Juiz mantém multa a Abílio e arquiva ação de Emanuel

O juiz Geraldo Fidelis, da 1º Zona Eleitoral de Mato Grosso, arquivou ação e manteve multa a ser aplicada aos candidatos à Prefeitura de Cuiabá, Abílio Junior (Podemos) e Felipe Wellaton (Cidadania). Ambos tinham recorrido de uma condenação proferida pelo juízo, mas o magistrado não acolheu os argumentos da apelação. A ação citada foi movida pelo prefeito reeleito, Emanuel Pinheiro (MDB), por conta de propaganda eleitoral veiculada no dia 26 de novembro, semana anterior ao segundo turno das eleições 2020.

 

No vídeo, Abílio e Wellaton não teriam citado dados obrigatórios de pesquisa divulgada na peça publicitária que demonstrava vantagem sobre o adversário. Além disso, a dupla teria “atacado a honra” do emedebista.


A decisão de Fidelis foi favorável, na época, ao atual prefeito. Pois, além da Comissão Parlamentar de Inquérito (CPI) do Paletó, os demais fatos narrados pelos oponentes não tinham fundamentação concreta. A multa aplicada pela irregularidade foi de R$ 26.602,50 para cada um deles.


Insatisfeitos com o resultado, ambos recorreram e pediram a nulidade da decisão. Mas o juiz negou em decisão do dia 12 de janeiro.

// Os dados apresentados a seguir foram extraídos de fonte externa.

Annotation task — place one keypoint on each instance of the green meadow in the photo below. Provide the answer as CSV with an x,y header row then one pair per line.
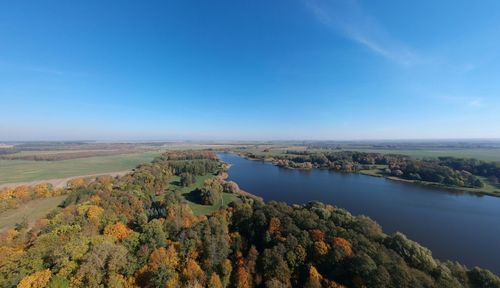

Abílio e Wellaton alegaram que a ação deveria constar o nome da coligação “Cuiabá para Pessoas”, composta por Podemos, PSL e Cidadania. O que representa irregularidade que ensejaria a nulidade da decisão, uma vez que a propaganda é de responsabilidade do grupo e não dos candidatos.


O juiz ponderou que não há em lei qualquer obrigação de que a coligação aparece entre os requeridos (polo passivo) e não entendeu a decisão como injusta por isso.


“Nos autos da Representação Eleitoral nº 0600315-63.2020.6.11.0001 apurou- se a responsabilização dos ora autores, Abilio Jacques Brunini Moumer e Felipe Tanahashi Alves, não sendo comprovado o envolvimento da “Coligação Cuiabá para Pessoas”, logo, não há que se falar em existência de qualquer nulidade insanável, decorrente da não inclusão no polo passivo da referida Coligação, para justificar o manejo da presente ação anulatória”, diz trecho da decisão.


Em outro ponto do documento, o juiz ainda narra que os questionamentos trazidos pelos candidatos derrotados já foram abordados anteriormente e eles não contestaram no prazo.


“Sim, os ora autores, no momento correto, embora devidamente intimados não responderam o pedido [...]. Pasmem”, diz o juiz.


“Com essas considerações e tendo em vista que a decisão atacada na presente demanda está acobertada pela coisa julgada material e que não há vícios a ensejarem a sua inexistência, reconheço os autores carecedores de interesse processual, para JULGAR EXTINTO O PROCESSO, SEM RESOLUÇÃO DO MÉRITO”, concluí o magistrado.